Le mythe de l’identité parfaite : ces vies consacrées à devenir tout ce que le monde demande

Il existe un type de souffrance que beaucoup portent sans jamais la nommer, celle de ne jamais avoir eu le droit d’être simplement soi-même. Certaines personnes grandissent avec la conviction intime que leur existence, telle qu’elle est, ne suffit pas. Pas assez pour être remarquée, choisie ou même mériter une place. Alors elles se lancent dans un projet de reconstruction identitaire où il ne s’agit pas juste de devenir quelqu’un, mais de devenir tout. Tout ce qu’il faut pour être enfin vu.

Cette identité construite n’est pas seulement compétente. Elle est une mosaïque de contradictions : humble mais exceptionnelle, douce mais dangereuse, indépendante mais disponible, stable mais adaptable, brillante mais jamais menaçante, sensible mais parfaitement contrôlée. Elle doit être tout pour tout le monde, tout en n’étant jamais “trop” de rien. Ni trop exigeante, ni trop fière, ni trop vivante.

Cette solution naît dans des environnements où la visibilité n’est jamais donnée gratuitement. L’attention n’arrive que lorsqu’on performe. L’amour n’apparaît que lorsqu’on s’adapte. On se rend utile et on devient ce qu’il faut. Les enfants qui voient leur présence passer inaperçue apprennent vite la règle implicite qu’exister n’est pas un état naturel, mais une récompense à quelque chose. Ils découvrent que pour être remarqués, ils doivent s’ajuster. Ils apprennent à occuper de l’espace uniquement en devenant ce que l’autre attend.

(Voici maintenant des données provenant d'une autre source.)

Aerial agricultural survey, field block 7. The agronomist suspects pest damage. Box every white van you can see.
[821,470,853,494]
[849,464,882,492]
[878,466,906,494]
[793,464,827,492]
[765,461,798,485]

Et dans certains environnements encore plus instables, tout cela se complique. Vous grandissez auprès de personnes dont les besoins émotionnels changent constamment, dont le vide intérieur est impossible à combler. Alors vous vous adaptez. Vous devenez la personne qui stabilise et qui absorbe. À force de vous ajuster aux besoins des autres, quelque chose se perd. Vos préférences, votre spontanéité, votre légèreté. Vous cessez d’être une personne pour devenir une fonction. La règle devient : “Si je comble leur vide, peut-être qu’un jour, je serai choisi.” Mais les personnes qui vivent avec le vide ne savent comment le combler (cela serait trop facile, non?). Alors un jour elles demandent une chose et un autre son contraire. Elles demandent la fusion puis l’espace, l’admiration puis la distance, la force puis la douceur. Et vous suivez ces oscillations jusqu’à disparaître dans leur changement d’humeur.

Ce type de vécu produit une identité qui doit contenir tous les contraires. Chaque qualité développée n’est pas un trait, mais une protection. On devient exceptionnel pour éviter l’invisibilité, humble pour éviter le rejet, contrôlé pour éviter d’être mal interprété. On devient tout pour ne jamais être oublié.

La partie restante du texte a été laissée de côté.